She also expressed that many healthcare facilities in Philadelphia already require a bachelor’s as the minimum degree.

According to D’Antonio, the trend is to foster initiatives that make it easier for aspiring nurses to go from a bachelor’s degree to a master’s and so on via articulation programs like Penn’s nursing program. An articulation program helps to reduce overlap of courses when students move on to further degrees.

Nursing sophomore Rochelle Molnar transferred from an associate’s degree nursing program at Jefferson College — in which a student can become a registered nurse after two years — to Penn’s baccalaureate program.

Molnar stated that she thinks she would have been just as prepared graduating with an associate’s degree from Jefferson as graduating with a bachelor’s from Penn.

An associate’s program requires maturity because of the amount of information you must cram into a shorter amount of time, she explained.

“I was a little disappointed by Penn’s program construction.

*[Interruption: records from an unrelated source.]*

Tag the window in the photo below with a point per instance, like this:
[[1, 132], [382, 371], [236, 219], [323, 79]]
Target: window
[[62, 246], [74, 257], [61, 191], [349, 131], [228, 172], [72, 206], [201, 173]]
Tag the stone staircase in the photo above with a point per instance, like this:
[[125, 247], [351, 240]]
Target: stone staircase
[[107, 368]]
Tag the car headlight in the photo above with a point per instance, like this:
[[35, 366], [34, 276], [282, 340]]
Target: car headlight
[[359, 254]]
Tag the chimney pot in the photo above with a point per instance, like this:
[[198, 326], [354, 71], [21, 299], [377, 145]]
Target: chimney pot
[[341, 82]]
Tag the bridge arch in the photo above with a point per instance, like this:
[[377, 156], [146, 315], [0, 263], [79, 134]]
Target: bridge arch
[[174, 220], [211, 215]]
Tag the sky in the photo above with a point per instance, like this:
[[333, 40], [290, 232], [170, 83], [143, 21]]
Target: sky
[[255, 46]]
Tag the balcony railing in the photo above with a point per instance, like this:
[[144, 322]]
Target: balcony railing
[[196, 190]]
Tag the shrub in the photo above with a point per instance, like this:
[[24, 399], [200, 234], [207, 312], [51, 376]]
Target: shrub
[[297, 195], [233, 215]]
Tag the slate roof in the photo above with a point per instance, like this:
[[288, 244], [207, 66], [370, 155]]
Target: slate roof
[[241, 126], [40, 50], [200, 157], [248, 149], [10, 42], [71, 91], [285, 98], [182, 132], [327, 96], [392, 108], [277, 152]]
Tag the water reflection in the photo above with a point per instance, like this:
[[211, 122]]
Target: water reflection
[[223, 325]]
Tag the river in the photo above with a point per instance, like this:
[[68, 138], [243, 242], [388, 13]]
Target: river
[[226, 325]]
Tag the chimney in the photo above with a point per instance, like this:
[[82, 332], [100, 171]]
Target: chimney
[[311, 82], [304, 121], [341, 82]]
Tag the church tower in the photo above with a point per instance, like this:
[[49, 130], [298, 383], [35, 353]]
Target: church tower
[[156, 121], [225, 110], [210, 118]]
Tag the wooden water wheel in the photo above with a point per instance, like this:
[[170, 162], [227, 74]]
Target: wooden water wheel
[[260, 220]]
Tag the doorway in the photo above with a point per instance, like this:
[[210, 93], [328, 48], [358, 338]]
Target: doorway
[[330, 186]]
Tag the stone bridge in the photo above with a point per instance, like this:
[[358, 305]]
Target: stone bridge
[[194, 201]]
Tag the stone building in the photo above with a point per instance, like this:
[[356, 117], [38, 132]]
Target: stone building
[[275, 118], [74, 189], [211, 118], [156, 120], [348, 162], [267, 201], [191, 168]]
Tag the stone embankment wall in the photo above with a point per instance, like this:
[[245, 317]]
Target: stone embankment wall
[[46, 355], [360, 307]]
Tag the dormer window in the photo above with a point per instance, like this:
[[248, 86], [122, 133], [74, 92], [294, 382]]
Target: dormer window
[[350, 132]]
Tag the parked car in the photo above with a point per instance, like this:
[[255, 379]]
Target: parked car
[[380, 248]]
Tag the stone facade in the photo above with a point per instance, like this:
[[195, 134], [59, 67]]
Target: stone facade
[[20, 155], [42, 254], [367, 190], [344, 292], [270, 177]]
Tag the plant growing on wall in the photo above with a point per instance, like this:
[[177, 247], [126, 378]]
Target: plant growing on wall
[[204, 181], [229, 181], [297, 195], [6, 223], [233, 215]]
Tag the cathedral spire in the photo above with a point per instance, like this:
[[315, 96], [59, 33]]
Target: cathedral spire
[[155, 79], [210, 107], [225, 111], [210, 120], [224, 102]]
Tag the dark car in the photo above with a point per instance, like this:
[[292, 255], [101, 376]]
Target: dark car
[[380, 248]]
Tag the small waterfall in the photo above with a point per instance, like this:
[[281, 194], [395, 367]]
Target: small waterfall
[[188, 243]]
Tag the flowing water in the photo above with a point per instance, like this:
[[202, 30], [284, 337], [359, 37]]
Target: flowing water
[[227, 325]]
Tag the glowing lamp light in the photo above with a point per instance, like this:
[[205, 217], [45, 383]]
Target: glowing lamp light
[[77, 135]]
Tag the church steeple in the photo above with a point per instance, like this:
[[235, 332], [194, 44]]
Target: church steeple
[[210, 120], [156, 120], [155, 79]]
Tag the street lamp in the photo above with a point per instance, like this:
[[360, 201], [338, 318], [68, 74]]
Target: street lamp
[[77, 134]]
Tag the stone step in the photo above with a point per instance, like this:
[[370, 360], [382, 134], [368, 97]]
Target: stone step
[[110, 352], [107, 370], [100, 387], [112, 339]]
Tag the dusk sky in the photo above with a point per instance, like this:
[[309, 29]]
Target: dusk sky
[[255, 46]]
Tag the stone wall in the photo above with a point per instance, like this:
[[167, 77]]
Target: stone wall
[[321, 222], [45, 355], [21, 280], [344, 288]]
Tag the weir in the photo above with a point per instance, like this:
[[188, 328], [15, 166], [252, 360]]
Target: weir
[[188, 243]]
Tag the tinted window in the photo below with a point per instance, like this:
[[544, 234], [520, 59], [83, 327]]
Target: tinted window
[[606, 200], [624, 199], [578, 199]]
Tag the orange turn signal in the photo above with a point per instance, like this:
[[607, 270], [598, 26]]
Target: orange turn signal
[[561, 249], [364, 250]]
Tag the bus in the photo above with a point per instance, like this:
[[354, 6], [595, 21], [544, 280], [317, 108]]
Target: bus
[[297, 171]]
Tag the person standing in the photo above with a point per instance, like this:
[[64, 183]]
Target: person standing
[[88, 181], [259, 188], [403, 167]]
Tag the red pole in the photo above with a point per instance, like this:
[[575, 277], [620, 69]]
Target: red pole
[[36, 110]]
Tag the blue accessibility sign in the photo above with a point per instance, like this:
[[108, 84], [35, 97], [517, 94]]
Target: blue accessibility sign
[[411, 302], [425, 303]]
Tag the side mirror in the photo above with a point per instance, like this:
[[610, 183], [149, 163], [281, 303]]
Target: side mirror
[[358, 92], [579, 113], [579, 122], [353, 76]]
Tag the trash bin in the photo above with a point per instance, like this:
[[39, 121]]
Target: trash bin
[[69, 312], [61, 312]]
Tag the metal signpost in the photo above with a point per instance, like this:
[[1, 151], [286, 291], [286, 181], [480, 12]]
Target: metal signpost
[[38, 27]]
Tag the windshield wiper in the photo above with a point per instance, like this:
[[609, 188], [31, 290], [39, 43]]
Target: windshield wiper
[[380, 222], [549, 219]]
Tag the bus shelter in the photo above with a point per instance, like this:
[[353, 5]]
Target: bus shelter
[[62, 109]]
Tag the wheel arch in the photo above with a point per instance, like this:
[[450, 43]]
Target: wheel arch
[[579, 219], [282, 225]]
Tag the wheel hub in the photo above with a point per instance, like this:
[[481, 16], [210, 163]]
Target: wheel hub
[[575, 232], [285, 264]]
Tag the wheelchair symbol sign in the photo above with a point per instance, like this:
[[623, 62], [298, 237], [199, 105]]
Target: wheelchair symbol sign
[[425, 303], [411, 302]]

Penn babies you more,” Molnar said.

She said she transferred to Penn Nursing because she wants a master’s degree from a well-established program.

Nursing sophomore Brenda Achille, who also plans on pursuing a master’s degree, said, “Penn is an investment. If you graduate from here you expect that you will have a job. However, not everyone has the means to invest in higher education without being sure of the outcome.”